A few weeks ago in May I sat on a bench after my yoga practice. There was a slight drizzle and I found myself agitated by so much that was happening in this world that I couldn’t control and whatever little control I had over my own life paled in comparison to how I wanted things to be. Usually feeling grateful for what one does have always does the ‘trick’. The trick being a quick reality check of now. That night, as I am tonight, grateful for love in all its arrangements: love with a wonderful man, my family, my close friends, appreciation for physical mobility without any major handicaps, appreciation for always having just enough. And yet sitting there on the bench that night I couldn’t help being annoyed at the cars and cabs that splashed past the median and the people crossing the street held a concentration reserved for judgment day. I recall having had a great yoga practice and yet I felt all this gunk had surfaced, filled with anxiety and melancholy at the state of current affairs.

And then out of nowhere began this wonderful music. It was a scene out of a movie. Everything faded into background and there was just wonderful music. The man played with so much heart that he transformed the moment. Then another moment. Then another. It wasn’t very long before people opened their windows from their expensive Upper West Side apartments to applaud. And then my mother called. Her optimism is always so abundant. I spoke to her that night, holding my phone in one hand and my umbrella in the other, and I listened to her as the man continued playing his music. Afterwards I just sat there for another five minutes to let the moment become a permanent imprint in my memory box, the box of moments that sustain us to continue hopefully with a goofy grin against “fate’s stern face”.

I walked up to that man and gave him $5.00. This is the most I have ever offered anyone playing anything on streets anywhere. But I felt he could have played at any of the jazz spots I attend every now and then and I would certainly have had to pay more at an establishment.  Others offered money too.

When he took a break I asked him a few questions. I wrote his answers down. I seem to have misplaced that paper though. But what I do recall is that he was originally from Kansas City; in fact, he was from Wyandotte County, next to the one where I had grown up. I can’t recall his name now (I am still hopeful I will find that paper) but he mentioned a few jazz spots where he played now and then.

“Then why are you playing out here in the rain on the street?”

“When you gotta play, you gotta play. It’s music. I figured others could have used it tonight.”

 

I was reminded of Ralph Waldo Emerson’s words, “Music takes us out of the actual and whispers to us dim secrets that startle our wonder as to who we are, and for what, whence, and whereto.”

This was an artist who knew art is how you live your life.

I was grateful for his music that night. I think of that moment fondly tonight.

We should all stop and listen to music more often.

 

Today’s Sunday is dedicated to my father, a man of integrity who always stops for the music in life, whose birthday was yesterday; and to my brother Zain, whose birthday is coming up this week, who IS music.

Today I also understood how misunderstood Stillness is. Most people wonder why ‘nothing’ comes to them in Stillness when all they are seeking is rest through stillness. Both are equally important but the two are not the same.
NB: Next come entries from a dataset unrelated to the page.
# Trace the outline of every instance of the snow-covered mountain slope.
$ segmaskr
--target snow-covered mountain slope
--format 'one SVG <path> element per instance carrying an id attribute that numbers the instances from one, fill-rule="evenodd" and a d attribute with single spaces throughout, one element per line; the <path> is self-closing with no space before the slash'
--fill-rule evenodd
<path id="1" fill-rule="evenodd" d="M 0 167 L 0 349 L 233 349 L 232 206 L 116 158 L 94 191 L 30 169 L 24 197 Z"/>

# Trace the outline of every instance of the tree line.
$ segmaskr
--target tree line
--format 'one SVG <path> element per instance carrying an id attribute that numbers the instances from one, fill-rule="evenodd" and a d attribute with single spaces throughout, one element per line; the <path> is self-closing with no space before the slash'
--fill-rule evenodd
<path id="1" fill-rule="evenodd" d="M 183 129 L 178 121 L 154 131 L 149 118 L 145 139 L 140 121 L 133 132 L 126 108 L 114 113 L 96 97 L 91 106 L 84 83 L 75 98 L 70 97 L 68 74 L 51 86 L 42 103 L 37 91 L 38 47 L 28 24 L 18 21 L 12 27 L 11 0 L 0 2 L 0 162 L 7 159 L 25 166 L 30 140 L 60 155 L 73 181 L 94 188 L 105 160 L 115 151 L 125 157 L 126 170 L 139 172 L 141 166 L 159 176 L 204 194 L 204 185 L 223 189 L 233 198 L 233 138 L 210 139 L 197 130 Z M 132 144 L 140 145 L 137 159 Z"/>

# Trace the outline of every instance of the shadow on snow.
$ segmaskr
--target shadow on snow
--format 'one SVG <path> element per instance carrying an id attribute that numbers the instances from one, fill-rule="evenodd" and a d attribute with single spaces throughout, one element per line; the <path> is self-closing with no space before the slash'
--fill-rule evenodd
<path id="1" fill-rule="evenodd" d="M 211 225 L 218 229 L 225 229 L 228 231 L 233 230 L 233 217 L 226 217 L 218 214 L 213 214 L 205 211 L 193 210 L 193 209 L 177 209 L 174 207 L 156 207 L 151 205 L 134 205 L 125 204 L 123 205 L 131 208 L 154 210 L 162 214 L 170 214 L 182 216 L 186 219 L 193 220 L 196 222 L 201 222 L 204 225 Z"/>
Gratitude for all those who make music.

~a.q.s.

 

 

 

2 responses to “Still Sundays”

  1. Hey Annie,

    Thank you so much for sharing a piece of that music with us! I think I needed it this morning as well. That sounds so familiar that annoyed feeling and how it sometimes gets interrupted by something beautiful and the way in which two worlds clash in that moment… the contrast makes us to stop and seize the moment. As always you describe it so well.

    Hoping you’ll get some sunshine over there this week!

    Hugs!
    Annika

  2. Citizen Z says:

    “Without music, life would be an error.”